The European: Is the internet fundamentally different in that regard from steps of innovation that we have seen in the past? Or do we tend to exaggerate the influence that it has on our culture and habits?
Surman: The internet is different, if only because of the speed of innovation. It has become incredibly easy to realize ideas through code and to build on existing ideas. Or take the ability to view source code. What other industry allows users to take a look at the blueprints of its products and tamper with them? That transparency is built into the internet and drives innovation. What is harder to assess is the impact of the internet on our culture and society. If we frame the question around “how” the internet changes us, the answer is unclear. We are very much in the middle of that process and much of the ultimate outcome will depend on our decisions and ideas. I would like to see the advent of an age of transparency in business and politics, and an age of creativity in culture and science. But that is not necessarily the direction it might take.
The European: Do you think that there is a natural limit to the speed of innovation? Are we witnessing an innovation bubble that will either burst or gently deflate after some time?
Surman: Who knows what will happen. I think the important question is about the constraints that people want to put on the growth of the internet. It starts with patents and copyright protection that slow down innovation. Those are concerns backed by the force of law, and our habits tend to change much quicker than the legal frameworks we build around them. And we often forget that increasing amounts of information might also have downsides, that we are losing control of our privacy. Innovation is not a smooth process. We want to slow down and hit the brakes, the tire blows out and we spin out of control. So there will be contentions issues as we struggle to come to terms with the implications of technological change. We want to strike balances. That takes time.
The European: So the determining factor is not technology itself, but our ability to reason about technology and establish new sets of norms and values?
Surman: If you think back to the industrial era, there were many technical and physical constraints, we were bound by atoms. In relation to the internet, the constraints are human. They might be abstract constraints – like the need for a philosophy for the internet or new sets of legal rules – or they might be deeper, cognitive constraints. It ties back to the idea of literacy: we want to be able to deal in a responsible manner with the speed of innovation. It starts with early childhood education, with growing up in a digital environment.

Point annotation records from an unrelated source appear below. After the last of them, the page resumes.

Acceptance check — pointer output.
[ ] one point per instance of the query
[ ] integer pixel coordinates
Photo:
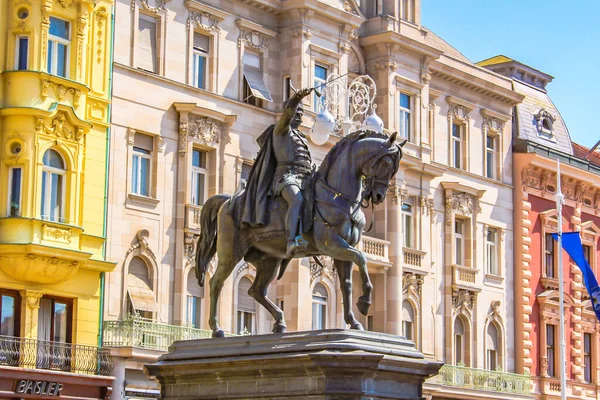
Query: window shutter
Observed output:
(146, 57)
(144, 142)
(201, 42)
(245, 302)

The European: Many of today’s adults grew up without the internet. Is that an important factor in understanding current debates about legal reform or privacy norms?

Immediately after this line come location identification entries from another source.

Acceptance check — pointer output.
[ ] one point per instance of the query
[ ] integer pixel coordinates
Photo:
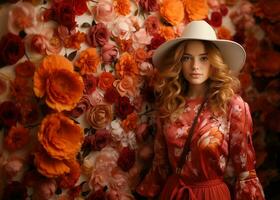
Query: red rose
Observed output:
(11, 49)
(63, 13)
(149, 5)
(123, 107)
(156, 41)
(126, 159)
(9, 113)
(98, 35)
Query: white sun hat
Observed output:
(233, 53)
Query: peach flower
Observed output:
(60, 136)
(172, 11)
(127, 86)
(49, 166)
(196, 10)
(104, 11)
(21, 17)
(126, 66)
(56, 79)
(100, 116)
(88, 61)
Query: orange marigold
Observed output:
(60, 136)
(122, 7)
(88, 61)
(17, 137)
(196, 10)
(126, 66)
(49, 166)
(172, 11)
(57, 80)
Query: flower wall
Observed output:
(76, 90)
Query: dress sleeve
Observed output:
(154, 180)
(242, 154)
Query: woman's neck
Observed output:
(197, 91)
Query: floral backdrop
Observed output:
(76, 90)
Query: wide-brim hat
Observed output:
(233, 53)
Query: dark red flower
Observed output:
(149, 5)
(156, 41)
(111, 95)
(126, 159)
(11, 49)
(123, 107)
(9, 113)
(216, 19)
(15, 190)
(90, 82)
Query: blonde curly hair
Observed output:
(171, 86)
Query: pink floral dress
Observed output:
(221, 147)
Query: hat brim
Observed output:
(233, 53)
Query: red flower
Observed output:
(126, 159)
(15, 190)
(11, 49)
(90, 83)
(9, 113)
(111, 95)
(123, 107)
(156, 41)
(216, 19)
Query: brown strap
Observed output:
(188, 140)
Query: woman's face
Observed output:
(195, 63)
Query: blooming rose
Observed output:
(140, 39)
(172, 11)
(60, 136)
(122, 28)
(123, 107)
(103, 11)
(109, 53)
(11, 49)
(98, 35)
(21, 17)
(126, 159)
(99, 116)
(149, 5)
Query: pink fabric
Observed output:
(221, 146)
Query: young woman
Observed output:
(200, 114)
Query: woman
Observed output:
(197, 83)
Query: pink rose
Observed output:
(21, 17)
(109, 53)
(98, 35)
(140, 39)
(103, 11)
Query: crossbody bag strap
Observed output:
(188, 140)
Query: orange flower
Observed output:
(130, 123)
(88, 61)
(56, 79)
(224, 33)
(68, 180)
(126, 65)
(122, 7)
(106, 80)
(60, 136)
(196, 10)
(17, 137)
(49, 166)
(167, 32)
(172, 11)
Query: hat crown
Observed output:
(200, 30)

Surman: If you grow up with something, it just becomes more natural. Today’s choices seem to revolve around the importance we give to values such as openness and transparency. That might not even be an issue for our children or grandchildren anymore; I hope that these values will seem very natural to them. But what other reflexes will they have learned? What other norms will they have internalized by growing up in a digital world? So they will still have debates about the path of innovation, but those debates might be very different from the issues we are discussing today.